Data are presented as n or n (%). B₁ contains three first-order and three texture features; B₂ contains three first-order and three texture features; B₃ contains 2 first-order and 4 texture features. MDT, mass doubling time.

Extraction and selection of radiomic features and establishment of radiomics labels

Using the diagnostic threshold for unstable nodules at MDT value of 813, 1,026, and 1,170 days, the importance ranking based on GINI index of random forest models is presented in Figure 9. The top six features were selected and are presented in Table 5. Support vector machines were then used to establish radiomics models B₁, B₂, and B₃ for predicting instability.

Figure 9 Feature importance ranking of groups B₁ (A), B₂ (B), and B₃ (C) sorted by the magnitude of GINI index based on random forest modelling.

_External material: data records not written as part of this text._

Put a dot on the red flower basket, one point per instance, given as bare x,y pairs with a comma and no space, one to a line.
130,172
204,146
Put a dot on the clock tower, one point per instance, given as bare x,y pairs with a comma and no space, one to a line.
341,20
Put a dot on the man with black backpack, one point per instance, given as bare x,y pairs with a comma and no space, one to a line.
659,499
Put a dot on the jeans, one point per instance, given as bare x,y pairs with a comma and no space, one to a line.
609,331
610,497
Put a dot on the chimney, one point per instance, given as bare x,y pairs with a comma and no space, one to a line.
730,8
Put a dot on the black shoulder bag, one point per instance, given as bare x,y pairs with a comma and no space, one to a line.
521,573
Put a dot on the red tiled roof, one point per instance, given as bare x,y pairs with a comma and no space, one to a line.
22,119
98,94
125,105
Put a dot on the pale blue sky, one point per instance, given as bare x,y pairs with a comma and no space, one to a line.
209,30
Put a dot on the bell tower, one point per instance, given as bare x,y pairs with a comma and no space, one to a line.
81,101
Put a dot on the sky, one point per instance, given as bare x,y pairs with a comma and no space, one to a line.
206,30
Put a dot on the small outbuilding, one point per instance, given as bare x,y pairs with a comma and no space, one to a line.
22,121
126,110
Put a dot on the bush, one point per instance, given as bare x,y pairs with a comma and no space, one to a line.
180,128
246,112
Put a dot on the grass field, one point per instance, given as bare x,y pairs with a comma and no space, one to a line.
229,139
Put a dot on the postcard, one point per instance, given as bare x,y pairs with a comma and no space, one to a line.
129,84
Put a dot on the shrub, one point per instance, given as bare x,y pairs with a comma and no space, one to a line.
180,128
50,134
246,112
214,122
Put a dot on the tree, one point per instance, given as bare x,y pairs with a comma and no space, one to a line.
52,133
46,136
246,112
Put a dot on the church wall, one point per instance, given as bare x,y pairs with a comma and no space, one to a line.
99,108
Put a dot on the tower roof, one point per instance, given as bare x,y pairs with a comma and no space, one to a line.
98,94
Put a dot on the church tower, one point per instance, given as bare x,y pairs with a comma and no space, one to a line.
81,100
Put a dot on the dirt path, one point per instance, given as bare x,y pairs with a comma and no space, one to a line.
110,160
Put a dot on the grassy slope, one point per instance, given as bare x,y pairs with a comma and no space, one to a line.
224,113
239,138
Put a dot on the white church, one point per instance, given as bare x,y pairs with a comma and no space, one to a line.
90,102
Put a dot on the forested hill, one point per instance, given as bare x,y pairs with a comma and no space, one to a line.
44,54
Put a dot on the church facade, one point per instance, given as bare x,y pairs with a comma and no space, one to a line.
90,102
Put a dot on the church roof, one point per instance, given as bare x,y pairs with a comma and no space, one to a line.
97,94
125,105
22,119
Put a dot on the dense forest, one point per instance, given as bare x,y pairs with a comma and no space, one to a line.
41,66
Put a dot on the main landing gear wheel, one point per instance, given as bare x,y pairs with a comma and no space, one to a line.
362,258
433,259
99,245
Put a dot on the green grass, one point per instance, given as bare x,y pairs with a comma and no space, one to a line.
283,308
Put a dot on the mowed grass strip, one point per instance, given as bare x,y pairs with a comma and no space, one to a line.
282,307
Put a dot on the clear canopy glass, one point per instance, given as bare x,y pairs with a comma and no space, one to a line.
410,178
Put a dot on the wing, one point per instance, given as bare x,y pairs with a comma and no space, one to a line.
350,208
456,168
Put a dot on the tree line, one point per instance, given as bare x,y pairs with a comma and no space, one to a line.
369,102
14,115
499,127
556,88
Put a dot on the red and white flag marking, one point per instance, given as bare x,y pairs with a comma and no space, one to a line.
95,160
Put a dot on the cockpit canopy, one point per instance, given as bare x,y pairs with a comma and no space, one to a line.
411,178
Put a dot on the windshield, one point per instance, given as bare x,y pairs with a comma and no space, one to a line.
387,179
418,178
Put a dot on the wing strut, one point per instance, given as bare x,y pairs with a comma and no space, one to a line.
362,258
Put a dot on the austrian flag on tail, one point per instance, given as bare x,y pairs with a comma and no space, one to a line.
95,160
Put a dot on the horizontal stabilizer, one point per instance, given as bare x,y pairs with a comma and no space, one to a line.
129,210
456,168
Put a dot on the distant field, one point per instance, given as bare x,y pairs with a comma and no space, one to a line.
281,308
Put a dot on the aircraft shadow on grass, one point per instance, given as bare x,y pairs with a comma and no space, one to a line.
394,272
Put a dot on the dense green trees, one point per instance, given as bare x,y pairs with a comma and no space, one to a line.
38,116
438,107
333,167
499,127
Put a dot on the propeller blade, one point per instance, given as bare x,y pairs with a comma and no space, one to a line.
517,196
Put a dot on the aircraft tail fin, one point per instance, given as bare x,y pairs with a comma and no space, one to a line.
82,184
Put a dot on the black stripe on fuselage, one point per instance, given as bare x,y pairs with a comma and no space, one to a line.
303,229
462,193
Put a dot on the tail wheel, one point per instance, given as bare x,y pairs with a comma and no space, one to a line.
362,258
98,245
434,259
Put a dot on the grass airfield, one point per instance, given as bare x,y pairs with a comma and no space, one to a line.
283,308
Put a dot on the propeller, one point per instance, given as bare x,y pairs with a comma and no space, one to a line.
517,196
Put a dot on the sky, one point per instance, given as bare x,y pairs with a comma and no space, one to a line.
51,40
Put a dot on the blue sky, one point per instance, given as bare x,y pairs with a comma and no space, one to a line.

B₁ contains three first-order and three texture features; B₂ contains three first-order and three texture features; B₃ contains 2 first-order and 4 texture features. GINI, Genetic Inheritance Index.

Table 5

Statistics of the histological characteristics included in imaging radiomics model B for predicting instability

Radiomics models	The most relevant feature
Radiomics model B₁	wavelet.LHH-glcm-ClusterShade
	wavelet.LLH-glcm-ClusterShade
	wavelet.HLH-firstorder-Median
	original-gldm-DependenceVariance
	wavelet.HHH-firstorder-Skewness
	wavelet.LHL-firstorder-10Percentile
Radiomics model B₂	wavelet.HHH-firstorder-Median
	wavelet.LLH-glszm-SizeZoneNonUniformityNormalized
	wavelet.HHL-firstorder-Median
	wavelet.LHH-glcm-ClusterShade
	wavelet.HLH-glcm-ClusterShade
	wavelet.LHL-firstorder-Kurtosis
Radiomics model B₃	wavelet.LLH-glcm-ClusterShade
	wavelet.LHH-glcm-ClusterShade
	wavelet.LHH-glszm-ZoneVariance
	wavelet.HLH-firstorder-Median
	wavelet.HLH-glcm-MCC
	wavelet.LLH-firstorder-Skewness

Model B₁ contains three first-order and three texture features; model B₂ contains three first-order and three texture features; model B₃ contains 2 first-order and 4 texture features.

The ROC curve analysis between different models (model B₁, B₂ and B₃) is shown in Table 6 (Figure 10). The highest accuracy and AUC values were observed for the model using images to predict instability (model B₁) when the MDT threshold was set at 813 days. The output of model B₁ showed good to perfect accordance with the actual incidence of the data, as demonstrated in Figure 11.

Table 6

Analysis of ROC curves for different radiomics models predicting instability

Histological model	Sensitivity	Specificity	Accuracy rate	Kappa	AUC (95% CI)	Averaged AUC (95% CI)
B₁	0.71	0.83	0.78	0.54	0.89 (0.83–0.94)	0.72 (0.62–0.81)
B₂	0.54	0.77	0.65	0.30	0.80 (0.72–0.88)	0.62 (0.51–0.72)
B₃	0.76	0.60	0.69	0.37	0.81 (0.73–0.89)	0.67 (0.57–0.78)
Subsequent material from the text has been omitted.